The answer is "the lake." Everyone knows that - the game told us. What fewer people have done is prove it from the structure of the wrong answers, and the proof is more interesting than the solution, because the apparatus accidentally teaches a complete course in formal deduction. Every rejected answer is a true statement about the world, written in the negative. Read correctly, the 1,229 wrong answers draw you a map.
Three principles before we start, because they're the actual lesson:
Define your universe of discourse before you eliminate. You cannot cross answers off a list until you know what set you're choosing from. Most reasoning fails here.
A partition must be exhaustive. If your categories don't tile the whole space, an answer can hide in the gap.
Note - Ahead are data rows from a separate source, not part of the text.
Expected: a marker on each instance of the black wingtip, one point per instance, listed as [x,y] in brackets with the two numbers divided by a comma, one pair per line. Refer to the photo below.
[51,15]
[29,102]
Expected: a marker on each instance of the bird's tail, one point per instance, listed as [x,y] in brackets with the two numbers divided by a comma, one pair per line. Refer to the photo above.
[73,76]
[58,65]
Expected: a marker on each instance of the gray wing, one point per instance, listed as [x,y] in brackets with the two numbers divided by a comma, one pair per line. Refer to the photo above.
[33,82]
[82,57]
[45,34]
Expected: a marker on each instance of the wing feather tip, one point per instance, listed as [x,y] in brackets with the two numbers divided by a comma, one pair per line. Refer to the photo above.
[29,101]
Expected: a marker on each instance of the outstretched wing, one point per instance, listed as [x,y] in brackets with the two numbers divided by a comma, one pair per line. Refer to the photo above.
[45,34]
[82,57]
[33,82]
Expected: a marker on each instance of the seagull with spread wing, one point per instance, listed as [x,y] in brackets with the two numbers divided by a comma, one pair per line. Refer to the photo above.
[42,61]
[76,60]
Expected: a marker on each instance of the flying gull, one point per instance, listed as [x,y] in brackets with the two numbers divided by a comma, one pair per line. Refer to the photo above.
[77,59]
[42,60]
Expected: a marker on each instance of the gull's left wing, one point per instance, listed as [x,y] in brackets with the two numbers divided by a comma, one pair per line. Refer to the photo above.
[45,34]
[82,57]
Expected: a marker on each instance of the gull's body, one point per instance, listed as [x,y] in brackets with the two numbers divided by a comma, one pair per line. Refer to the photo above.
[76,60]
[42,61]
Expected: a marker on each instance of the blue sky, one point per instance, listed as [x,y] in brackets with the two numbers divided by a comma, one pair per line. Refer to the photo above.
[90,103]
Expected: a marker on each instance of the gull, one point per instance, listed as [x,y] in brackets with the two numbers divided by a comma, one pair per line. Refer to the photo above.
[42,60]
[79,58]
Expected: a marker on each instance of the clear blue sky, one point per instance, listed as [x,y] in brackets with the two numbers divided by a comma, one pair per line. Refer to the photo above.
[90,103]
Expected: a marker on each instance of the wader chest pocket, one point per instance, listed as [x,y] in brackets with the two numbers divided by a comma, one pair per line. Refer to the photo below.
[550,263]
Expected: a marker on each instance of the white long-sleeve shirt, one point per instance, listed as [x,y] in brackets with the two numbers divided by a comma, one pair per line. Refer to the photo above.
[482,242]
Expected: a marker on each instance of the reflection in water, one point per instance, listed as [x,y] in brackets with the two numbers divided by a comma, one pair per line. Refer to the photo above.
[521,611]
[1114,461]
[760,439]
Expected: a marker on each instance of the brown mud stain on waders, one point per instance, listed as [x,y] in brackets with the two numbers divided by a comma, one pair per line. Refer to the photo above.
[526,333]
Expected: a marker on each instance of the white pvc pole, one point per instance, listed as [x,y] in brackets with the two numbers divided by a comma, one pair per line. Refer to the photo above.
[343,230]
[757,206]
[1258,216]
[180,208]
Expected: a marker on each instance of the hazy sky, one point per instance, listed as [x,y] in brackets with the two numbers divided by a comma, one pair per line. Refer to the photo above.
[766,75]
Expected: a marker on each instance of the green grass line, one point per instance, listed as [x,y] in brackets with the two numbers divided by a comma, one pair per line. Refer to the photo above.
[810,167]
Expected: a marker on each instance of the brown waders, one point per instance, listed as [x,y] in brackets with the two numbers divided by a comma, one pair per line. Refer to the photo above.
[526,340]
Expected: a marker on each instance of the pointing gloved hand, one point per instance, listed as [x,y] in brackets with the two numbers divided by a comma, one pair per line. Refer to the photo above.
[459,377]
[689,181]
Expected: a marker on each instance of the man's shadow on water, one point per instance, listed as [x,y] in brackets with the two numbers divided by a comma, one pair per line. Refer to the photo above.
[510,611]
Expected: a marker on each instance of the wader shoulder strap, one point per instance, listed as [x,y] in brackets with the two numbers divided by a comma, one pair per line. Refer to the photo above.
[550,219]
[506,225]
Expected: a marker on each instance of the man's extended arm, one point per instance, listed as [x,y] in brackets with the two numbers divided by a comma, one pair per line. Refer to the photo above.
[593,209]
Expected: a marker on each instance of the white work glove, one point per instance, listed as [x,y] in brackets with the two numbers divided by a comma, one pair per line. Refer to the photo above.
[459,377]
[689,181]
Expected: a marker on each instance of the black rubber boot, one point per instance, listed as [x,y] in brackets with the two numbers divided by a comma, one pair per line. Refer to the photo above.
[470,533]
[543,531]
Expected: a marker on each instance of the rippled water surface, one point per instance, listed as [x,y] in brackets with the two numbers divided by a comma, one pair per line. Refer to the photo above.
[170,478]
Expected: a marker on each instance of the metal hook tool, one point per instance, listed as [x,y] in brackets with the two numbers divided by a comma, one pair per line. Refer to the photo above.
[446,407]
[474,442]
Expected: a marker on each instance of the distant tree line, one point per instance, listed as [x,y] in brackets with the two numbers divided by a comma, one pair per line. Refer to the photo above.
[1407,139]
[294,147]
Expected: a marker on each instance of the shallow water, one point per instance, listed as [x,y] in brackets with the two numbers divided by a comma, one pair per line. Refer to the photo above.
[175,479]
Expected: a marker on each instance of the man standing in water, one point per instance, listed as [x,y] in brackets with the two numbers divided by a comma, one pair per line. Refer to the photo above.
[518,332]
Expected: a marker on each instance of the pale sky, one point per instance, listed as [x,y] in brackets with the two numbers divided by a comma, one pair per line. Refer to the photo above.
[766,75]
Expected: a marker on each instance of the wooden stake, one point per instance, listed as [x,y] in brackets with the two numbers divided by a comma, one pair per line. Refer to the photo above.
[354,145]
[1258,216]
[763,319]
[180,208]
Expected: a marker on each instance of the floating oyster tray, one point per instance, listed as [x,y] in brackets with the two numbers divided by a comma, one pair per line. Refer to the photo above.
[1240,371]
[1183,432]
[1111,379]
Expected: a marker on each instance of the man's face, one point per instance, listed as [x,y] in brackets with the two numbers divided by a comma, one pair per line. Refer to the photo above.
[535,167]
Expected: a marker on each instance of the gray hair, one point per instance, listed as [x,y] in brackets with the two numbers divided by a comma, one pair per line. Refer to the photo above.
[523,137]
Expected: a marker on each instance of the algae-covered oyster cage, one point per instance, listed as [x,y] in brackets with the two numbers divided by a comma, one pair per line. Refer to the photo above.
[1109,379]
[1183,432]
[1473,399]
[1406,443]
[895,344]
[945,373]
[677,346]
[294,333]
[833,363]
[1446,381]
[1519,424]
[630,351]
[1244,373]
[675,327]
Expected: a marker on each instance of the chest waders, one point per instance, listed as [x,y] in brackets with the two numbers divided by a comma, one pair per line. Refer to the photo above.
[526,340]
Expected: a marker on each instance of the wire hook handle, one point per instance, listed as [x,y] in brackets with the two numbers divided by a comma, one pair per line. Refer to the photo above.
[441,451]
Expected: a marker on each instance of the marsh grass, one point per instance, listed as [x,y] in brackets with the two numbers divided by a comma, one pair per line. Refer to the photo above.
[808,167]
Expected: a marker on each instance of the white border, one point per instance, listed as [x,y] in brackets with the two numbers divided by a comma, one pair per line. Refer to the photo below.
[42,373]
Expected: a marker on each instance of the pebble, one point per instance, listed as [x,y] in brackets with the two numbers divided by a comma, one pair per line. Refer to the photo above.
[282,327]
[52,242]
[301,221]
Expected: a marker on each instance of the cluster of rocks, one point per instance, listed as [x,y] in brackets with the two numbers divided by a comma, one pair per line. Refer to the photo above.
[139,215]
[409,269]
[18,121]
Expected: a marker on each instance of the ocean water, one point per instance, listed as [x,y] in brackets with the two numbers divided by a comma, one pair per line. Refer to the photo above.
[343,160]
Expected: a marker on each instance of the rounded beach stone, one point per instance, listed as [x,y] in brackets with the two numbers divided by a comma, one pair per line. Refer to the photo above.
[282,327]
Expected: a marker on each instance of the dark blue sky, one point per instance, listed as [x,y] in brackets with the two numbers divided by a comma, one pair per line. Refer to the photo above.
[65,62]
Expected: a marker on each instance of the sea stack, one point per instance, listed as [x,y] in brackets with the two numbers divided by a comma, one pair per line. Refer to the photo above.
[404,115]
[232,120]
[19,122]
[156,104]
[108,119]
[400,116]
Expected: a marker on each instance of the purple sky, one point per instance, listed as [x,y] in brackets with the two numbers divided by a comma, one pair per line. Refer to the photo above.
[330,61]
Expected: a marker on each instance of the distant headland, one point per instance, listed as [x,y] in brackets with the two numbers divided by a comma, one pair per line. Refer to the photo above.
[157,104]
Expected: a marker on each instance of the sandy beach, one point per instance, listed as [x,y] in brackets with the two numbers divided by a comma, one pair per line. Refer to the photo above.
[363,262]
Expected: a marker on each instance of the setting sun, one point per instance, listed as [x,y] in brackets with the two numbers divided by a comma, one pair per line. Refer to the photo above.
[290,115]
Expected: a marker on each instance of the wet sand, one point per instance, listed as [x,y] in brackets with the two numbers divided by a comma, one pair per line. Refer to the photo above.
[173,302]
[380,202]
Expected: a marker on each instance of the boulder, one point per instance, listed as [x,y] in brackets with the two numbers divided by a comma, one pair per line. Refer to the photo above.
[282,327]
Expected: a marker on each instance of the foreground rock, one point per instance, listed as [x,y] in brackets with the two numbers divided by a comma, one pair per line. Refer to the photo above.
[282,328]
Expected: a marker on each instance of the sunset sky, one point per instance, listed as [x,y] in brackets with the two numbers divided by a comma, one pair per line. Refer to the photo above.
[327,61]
Sort your evidence by what it constrains. Not every "no" narrows the location. Some narrow the referent, some the type, some the intent, some reveal only the speaker. Treating every rejection as equivalent is the most common error in informal reasoning.
Full post under the Read More.
Step 0: The subject is not who you assume
Rounds 1 and 2 asked: "How long did it take her to smile?" The accepted durations top out at 16 years, glossed as "the first time she ever smiled in her life." A count up, bounded by a lifetime - so the subject is sixteen. That is Noelle, not Dess (who is Asriel's age, college-aged). The smile is Noelle's.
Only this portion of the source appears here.